Degraded Performance in US cluster

Incident Report for Hevo

Postmortem

Summary:

Between 13/08/22 at 06:30 AM IST and 09/08/22 at 09:45 AM IST, we experienced dashboard slowness for all customers in the US cluster.

Timeline (IST):

13 August, 2022 | 06:30 AM - UI stopped working. Ingestion stopped on US servers.
13 August, 2022 | 07:30 AM - Upgraded our DB server.
13 August, 2022 | 09:00 AM - Did a rolling restart of the application.
13 August, 2022 | 09:45 AM - Made some DB query tuning. All the components along with Dashboard were operable.

Date of the first occurrence:

13 August, 2022 05:15 AM IST

Impact of the incident on the customer:

Impact: HIGH

Event consumption stopped for all pipelines and all customers.

Root cause:

We have noticed some slow queries and deadlocks on few rows and tables because of which APIs were failing and the cluster went in inoperable state.

Solution:

We have identified and fixed the query/code which caused deadlock.

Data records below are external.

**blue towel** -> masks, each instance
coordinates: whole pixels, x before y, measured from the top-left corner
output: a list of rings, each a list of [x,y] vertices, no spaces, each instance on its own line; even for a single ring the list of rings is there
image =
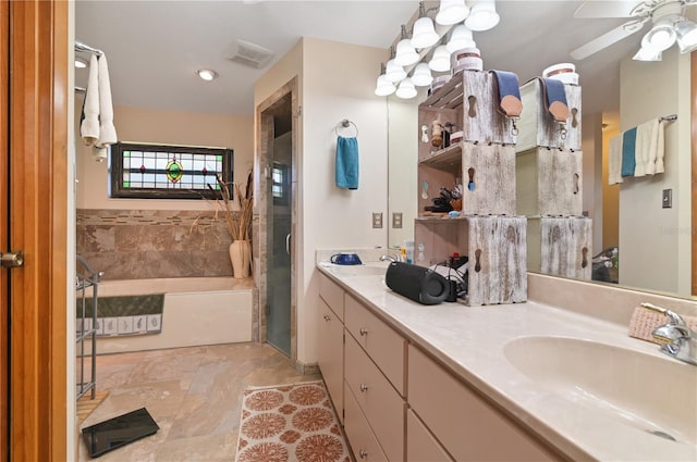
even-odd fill
[[[358,189],[358,140],[337,138],[337,187]]]
[[[622,176],[634,176],[636,167],[636,127],[622,134]]]

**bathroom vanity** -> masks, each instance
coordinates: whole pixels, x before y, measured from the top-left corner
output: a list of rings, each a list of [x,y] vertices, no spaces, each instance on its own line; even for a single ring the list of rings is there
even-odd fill
[[[639,299],[694,303],[528,275],[526,303],[427,307],[386,267],[317,265],[319,367],[356,460],[697,459],[697,367],[624,322]]]

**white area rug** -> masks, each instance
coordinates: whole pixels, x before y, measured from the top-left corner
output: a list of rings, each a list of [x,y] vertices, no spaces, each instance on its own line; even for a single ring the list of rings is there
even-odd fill
[[[244,391],[237,462],[350,462],[325,384]]]

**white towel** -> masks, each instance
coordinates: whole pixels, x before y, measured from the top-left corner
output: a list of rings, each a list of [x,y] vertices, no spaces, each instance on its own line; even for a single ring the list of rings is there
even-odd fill
[[[99,57],[99,139],[95,142],[98,148],[106,148],[118,141],[117,128],[113,126],[113,107],[111,104],[111,83],[109,82],[109,66],[107,57]]]
[[[665,153],[665,121],[660,121],[656,124],[656,149],[652,151],[651,158],[649,158],[649,164],[646,173],[649,175],[653,175],[656,173],[663,173],[665,168],[663,166],[663,155]]]
[[[623,183],[622,178],[622,135],[610,138],[608,155],[608,185]]]
[[[83,105],[83,122],[80,125],[80,135],[86,145],[94,145],[99,139],[99,86],[98,86],[97,57],[89,59],[89,77],[87,80],[87,95]]]

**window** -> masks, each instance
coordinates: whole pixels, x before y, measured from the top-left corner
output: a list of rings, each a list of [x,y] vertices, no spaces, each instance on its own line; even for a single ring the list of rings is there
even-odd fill
[[[118,142],[110,155],[113,198],[212,199],[216,175],[233,179],[232,149]]]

Posted Aug 19, 2022 - 06:44 UTC

Resolved

This incident has been resolved.

Posted Aug 13, 2022 - 04:27 UTC

Monitoring

The cluster is operational and we are still working on figuring out the root cause.

Posted Aug 13, 2022 - 03:46 UTC

Investigating

We are currently investigating the issue.

Posted Aug 12, 2022 - 23:47 UTC

This incident affected: US Cluster (Sources, Destinations, Data Pipelines, Public API).